Seeing red in a sea of green (Valles)

Citing a $2.6 million budget shortfall, the Apple Valley Town Council unanimously approved reductions in employee compensation and benefits last week. However, that only produces $455,000 in savings and Town Manager Doug Robertson is hinting at cuts in services to make up the rest.

The same council that routinely attends useless junkets and trips at a cost of tens of thousands of dollars each year voted to cut rank-and-file employee compensation — but didn’t cut any of their expenses. And the town manager that gets paid more than $300,000 a year and has four assistant town manager positions under him did not include himself or his senior staff in the cuts, although he is quoted saying, If it comes to that… Why hasn’t it come to that Doug if you are still short the cash?

That sounds about right.

Councilwoman Barb Stanton called it a tough day and said that we’re going to do whatever it takes to be fiscally sound in the Daily Press. However, Stanton is arguably the biggest waster of your tax dollars.

Boeing Barb Stanton has taken 21 taxpayer-funded plane trips since January 2015 at a cost of $7,500. She has spent countless thousands more on hotels, meals and other travel-related expenses. On top of that, taxpayers have paid for her personal cell phone bill since 2011 at an approximate cost of $10,000 and climbing.

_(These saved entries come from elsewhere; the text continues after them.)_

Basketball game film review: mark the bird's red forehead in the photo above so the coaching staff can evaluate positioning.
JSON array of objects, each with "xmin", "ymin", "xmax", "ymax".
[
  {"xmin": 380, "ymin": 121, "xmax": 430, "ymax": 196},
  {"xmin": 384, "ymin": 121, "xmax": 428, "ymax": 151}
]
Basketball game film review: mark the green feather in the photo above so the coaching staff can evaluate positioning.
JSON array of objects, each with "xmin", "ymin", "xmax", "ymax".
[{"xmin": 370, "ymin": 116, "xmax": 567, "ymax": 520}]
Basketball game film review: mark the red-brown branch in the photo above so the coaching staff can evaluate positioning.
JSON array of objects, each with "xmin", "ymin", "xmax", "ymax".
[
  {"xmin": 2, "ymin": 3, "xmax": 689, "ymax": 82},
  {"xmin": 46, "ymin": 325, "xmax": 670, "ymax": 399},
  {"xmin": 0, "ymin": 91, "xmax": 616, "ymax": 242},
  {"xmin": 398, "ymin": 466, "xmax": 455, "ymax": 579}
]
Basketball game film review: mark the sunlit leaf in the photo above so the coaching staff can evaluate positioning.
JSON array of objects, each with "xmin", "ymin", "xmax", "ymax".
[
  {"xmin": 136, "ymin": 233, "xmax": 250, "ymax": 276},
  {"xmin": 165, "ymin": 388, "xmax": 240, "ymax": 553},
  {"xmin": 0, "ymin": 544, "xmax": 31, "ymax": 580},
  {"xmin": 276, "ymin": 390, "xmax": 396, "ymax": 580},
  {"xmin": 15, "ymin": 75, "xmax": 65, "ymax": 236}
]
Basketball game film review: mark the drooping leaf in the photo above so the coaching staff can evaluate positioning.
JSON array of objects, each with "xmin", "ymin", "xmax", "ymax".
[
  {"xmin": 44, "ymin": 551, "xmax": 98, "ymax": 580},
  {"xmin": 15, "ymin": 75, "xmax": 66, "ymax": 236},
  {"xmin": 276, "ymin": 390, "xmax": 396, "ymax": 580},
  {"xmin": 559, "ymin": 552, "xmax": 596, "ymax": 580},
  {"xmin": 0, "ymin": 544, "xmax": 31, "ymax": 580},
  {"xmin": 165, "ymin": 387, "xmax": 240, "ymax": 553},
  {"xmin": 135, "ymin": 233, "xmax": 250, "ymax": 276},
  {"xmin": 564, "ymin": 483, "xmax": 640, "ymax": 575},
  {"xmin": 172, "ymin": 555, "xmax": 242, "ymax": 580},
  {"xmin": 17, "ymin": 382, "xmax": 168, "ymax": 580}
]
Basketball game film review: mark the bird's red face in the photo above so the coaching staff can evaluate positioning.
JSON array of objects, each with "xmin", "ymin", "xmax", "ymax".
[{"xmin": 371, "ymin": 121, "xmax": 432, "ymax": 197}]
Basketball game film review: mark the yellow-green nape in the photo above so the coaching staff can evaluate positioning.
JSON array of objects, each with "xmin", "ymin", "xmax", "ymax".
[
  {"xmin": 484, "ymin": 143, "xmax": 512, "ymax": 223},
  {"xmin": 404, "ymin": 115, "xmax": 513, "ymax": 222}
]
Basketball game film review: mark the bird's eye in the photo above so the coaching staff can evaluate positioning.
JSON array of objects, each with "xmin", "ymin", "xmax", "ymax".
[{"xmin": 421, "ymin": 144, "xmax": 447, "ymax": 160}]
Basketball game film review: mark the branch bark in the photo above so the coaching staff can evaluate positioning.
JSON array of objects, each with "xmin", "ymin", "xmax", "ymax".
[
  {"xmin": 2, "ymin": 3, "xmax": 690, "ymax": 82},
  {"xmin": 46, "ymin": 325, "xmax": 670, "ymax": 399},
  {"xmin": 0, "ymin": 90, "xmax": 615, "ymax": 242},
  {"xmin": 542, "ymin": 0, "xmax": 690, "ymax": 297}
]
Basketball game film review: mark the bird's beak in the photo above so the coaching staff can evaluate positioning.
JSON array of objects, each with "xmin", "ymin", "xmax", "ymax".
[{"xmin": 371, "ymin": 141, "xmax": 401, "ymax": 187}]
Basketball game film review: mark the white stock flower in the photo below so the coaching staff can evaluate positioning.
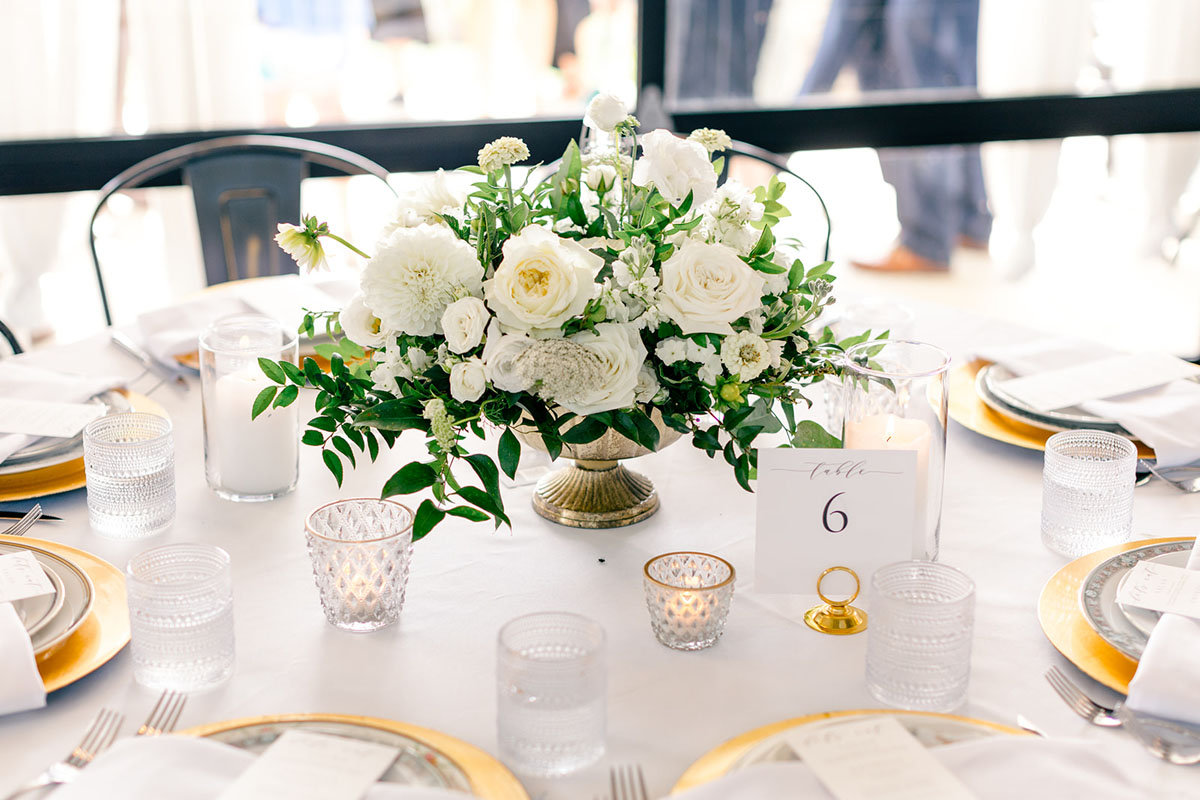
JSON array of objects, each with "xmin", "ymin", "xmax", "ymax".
[
  {"xmin": 408, "ymin": 347, "xmax": 432, "ymax": 374},
  {"xmin": 382, "ymin": 170, "xmax": 468, "ymax": 234},
  {"xmin": 688, "ymin": 128, "xmax": 733, "ymax": 154},
  {"xmin": 584, "ymin": 163, "xmax": 619, "ymax": 192},
  {"xmin": 632, "ymin": 129, "xmax": 717, "ymax": 206},
  {"xmin": 655, "ymin": 337, "xmax": 688, "ymax": 365},
  {"xmin": 634, "ymin": 364, "xmax": 661, "ymax": 403},
  {"xmin": 699, "ymin": 181, "xmax": 766, "ymax": 256},
  {"xmin": 477, "ymin": 137, "xmax": 529, "ymax": 174},
  {"xmin": 762, "ymin": 269, "xmax": 789, "ymax": 297},
  {"xmin": 686, "ymin": 339, "xmax": 724, "ymax": 384},
  {"xmin": 274, "ymin": 223, "xmax": 328, "ymax": 272},
  {"xmin": 482, "ymin": 320, "xmax": 533, "ymax": 392},
  {"xmin": 370, "ymin": 347, "xmax": 412, "ymax": 392},
  {"xmin": 720, "ymin": 331, "xmax": 772, "ymax": 380},
  {"xmin": 339, "ymin": 292, "xmax": 387, "ymax": 348},
  {"xmin": 767, "ymin": 339, "xmax": 785, "ymax": 368},
  {"xmin": 449, "ymin": 358, "xmax": 487, "ymax": 402},
  {"xmin": 658, "ymin": 241, "xmax": 766, "ymax": 335},
  {"xmin": 441, "ymin": 296, "xmax": 490, "ymax": 354},
  {"xmin": 362, "ymin": 224, "xmax": 483, "ymax": 337},
  {"xmin": 484, "ymin": 226, "xmax": 602, "ymax": 334},
  {"xmin": 584, "ymin": 92, "xmax": 630, "ymax": 132}
]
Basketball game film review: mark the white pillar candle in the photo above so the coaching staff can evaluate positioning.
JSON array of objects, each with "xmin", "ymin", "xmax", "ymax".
[
  {"xmin": 844, "ymin": 413, "xmax": 932, "ymax": 557},
  {"xmin": 210, "ymin": 369, "xmax": 298, "ymax": 496}
]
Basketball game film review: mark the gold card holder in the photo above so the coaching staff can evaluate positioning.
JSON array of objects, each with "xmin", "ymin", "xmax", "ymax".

In a previous column, I wrote about how Stanton and all the other Council members attend an annual conference designed for new mayors and council members year after year. It is a total waste of money. And, they also attend other conferences of dubious value each year. Additionally, many of these senior executive-level employees are also attending on our dime.

It is always fascinating to me when elected officials and town managers talk about fiscal accountability and the need to make cuts. The Council did not cut their salary or benefits. They did not vote to put a moratorium on their travel to conferences. And Robertson did not suggest that any of the senior executives take a salary cut nor did he offer to cut back on his top-heavy staff.

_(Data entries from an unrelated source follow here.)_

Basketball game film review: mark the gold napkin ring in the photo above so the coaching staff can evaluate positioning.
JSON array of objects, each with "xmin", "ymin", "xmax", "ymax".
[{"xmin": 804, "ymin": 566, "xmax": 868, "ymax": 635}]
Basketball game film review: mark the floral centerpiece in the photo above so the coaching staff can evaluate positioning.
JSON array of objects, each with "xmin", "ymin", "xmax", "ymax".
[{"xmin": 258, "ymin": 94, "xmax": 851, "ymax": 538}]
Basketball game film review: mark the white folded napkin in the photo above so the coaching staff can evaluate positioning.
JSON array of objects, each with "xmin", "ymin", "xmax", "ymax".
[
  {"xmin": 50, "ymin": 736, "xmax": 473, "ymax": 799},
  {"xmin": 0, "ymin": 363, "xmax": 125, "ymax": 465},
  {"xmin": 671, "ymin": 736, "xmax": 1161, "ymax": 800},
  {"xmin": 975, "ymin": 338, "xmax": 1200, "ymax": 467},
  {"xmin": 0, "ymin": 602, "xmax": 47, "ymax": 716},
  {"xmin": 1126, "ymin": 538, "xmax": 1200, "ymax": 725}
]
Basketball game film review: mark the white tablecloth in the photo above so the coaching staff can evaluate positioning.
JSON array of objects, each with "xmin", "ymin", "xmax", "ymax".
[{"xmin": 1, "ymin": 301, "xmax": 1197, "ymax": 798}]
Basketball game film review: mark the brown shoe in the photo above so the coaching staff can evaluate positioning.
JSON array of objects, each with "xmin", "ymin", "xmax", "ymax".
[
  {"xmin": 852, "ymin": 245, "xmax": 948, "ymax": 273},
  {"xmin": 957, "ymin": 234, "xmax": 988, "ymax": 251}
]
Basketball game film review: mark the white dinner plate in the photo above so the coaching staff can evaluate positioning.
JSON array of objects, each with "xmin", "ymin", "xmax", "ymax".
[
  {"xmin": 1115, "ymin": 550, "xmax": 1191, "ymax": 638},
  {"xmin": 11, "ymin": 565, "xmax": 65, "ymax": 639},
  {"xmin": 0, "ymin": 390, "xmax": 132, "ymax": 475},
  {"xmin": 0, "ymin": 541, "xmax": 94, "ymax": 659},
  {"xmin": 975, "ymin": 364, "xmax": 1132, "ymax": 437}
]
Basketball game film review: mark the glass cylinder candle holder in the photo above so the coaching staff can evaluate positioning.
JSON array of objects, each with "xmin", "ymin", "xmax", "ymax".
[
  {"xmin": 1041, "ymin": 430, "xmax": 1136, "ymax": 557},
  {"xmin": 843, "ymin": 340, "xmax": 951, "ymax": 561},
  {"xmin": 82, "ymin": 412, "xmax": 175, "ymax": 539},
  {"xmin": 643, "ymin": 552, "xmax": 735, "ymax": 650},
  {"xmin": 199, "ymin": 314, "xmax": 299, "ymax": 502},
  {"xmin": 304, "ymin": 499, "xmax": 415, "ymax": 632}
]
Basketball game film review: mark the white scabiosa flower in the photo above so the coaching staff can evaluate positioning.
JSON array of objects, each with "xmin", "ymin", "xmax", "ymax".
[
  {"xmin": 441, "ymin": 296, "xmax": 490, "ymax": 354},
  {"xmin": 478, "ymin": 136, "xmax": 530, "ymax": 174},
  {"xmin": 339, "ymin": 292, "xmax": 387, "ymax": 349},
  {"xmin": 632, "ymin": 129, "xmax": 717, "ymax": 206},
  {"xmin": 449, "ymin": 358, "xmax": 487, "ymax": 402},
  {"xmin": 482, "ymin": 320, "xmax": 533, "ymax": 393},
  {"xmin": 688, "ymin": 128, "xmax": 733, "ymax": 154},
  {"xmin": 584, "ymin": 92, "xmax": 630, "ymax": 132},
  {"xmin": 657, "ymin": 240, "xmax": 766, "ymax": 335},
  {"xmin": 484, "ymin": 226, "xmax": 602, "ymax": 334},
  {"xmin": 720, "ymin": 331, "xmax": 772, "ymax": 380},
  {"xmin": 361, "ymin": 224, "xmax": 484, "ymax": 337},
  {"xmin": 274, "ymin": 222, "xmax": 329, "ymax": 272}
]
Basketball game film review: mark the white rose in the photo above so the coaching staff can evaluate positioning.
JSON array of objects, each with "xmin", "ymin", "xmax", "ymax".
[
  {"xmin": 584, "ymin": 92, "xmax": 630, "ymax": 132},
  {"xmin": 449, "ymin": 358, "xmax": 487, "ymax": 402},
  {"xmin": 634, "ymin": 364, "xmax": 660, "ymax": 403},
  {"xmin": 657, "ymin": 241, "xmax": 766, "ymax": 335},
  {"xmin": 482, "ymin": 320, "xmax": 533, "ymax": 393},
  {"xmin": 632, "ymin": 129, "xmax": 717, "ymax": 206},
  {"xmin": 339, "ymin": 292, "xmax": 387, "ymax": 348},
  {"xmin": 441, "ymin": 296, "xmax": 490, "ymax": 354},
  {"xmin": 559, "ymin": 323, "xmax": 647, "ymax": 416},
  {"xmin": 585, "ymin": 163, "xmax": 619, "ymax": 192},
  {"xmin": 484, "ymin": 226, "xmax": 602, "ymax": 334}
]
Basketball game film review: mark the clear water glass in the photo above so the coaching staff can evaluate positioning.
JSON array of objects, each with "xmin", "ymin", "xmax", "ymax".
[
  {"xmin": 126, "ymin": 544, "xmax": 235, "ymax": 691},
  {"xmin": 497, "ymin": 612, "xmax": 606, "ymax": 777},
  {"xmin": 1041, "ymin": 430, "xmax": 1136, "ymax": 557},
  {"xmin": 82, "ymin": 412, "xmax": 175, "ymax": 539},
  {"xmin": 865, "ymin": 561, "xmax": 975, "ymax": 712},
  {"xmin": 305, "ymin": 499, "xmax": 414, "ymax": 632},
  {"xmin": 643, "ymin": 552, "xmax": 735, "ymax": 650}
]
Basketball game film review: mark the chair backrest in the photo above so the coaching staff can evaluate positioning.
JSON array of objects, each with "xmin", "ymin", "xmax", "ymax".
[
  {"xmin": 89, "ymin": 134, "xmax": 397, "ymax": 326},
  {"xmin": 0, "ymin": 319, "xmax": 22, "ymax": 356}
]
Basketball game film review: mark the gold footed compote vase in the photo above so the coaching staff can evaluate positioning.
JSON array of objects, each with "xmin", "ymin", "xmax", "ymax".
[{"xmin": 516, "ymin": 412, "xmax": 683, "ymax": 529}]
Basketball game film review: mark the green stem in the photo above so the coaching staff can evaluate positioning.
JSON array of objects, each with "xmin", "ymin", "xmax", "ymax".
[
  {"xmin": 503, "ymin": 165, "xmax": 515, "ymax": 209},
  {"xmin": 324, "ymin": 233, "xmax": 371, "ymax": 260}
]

I would argue that most cities and towns of our size have a city manager and one assistant city manager. Why does Apple Valley need four? It is ridiculous.

Let’s be crystal clear here. Apparently, the town is $2.6 million in the red. Their solution is to cut services and reduce rank-and-file employee benefits and compensation. However, elected officials and senior staff all avoided having to bear the brunt of any reduction in their salaries, benefits or perks.

We spend $1.3 million a year on the town manager and his four assistants. These five individuals earned between $151,000 and $340,000 in 2016. The top 30 highest paid employees, including the previously mentioned managers, all earn more than $100,000. Their total compensation is approximately $5 million.

All of this in a town where the average household income is around $50,000 a year. That is household income — not per capita.

Stanton also said that some employees may have to tighten their belts for a short time. No kidding. But apparently, it won’t be her or any of the other elected officials that have been running this town for years, nor will it be any of the senior staff that have also made the recommendations and decisions that have cost us financially.

If elected officials and town managers are going to talk about fiscal accountability and belt-tightening then they should be the first ones to step up and lead by example. After all, it was their leadership and choices that put us into this mess.

But more to the point, taxpayers should be asking how it is that we even have a $2.6 million budget shortfall to begin with.

If you look at the financial outlook section of the 2017-18 adopted budget, the town manager writes: Apple Valley’s economy has continued to show signs of slow sustained growth. Permit activity has continued to increase and building and construction activity has improved. Per local realtors, multiple offers for homes available for sale is becoming more commonplace. This increased real estate activity is an indicator of improved market demand and pricing pressures that will cause home prices to rise in the near future. However, property tax revenue increases typically lag market activity by about 18 months.

Do you know what the previous town manager Frank Robinson wrote in the 2016-17 adopted budget regarding the town’s financial outlook? The exact same thing — literally word for word.

Do you know what he wrote in the 2015-16 and 2014-15 adopted budgets regarding the town’s financial outlook? Almost a word for word copy. I am not making this up.

So, going back to at least 2014 where I stopped looking, Apple Valley has been experiencing slow and sustained economic growth. The stock market is booming and at historic highs. Home prices are at or near historic highs.

The Apple Valley Council wants us to believe they are capable of operating a water company and golf course cheaper? God help us all!

And yet, the leaders making the decisions have now put us into a $2.6 million dollar hole. We don’t have a revenue problem in Apple Valley. We have a leadership problem.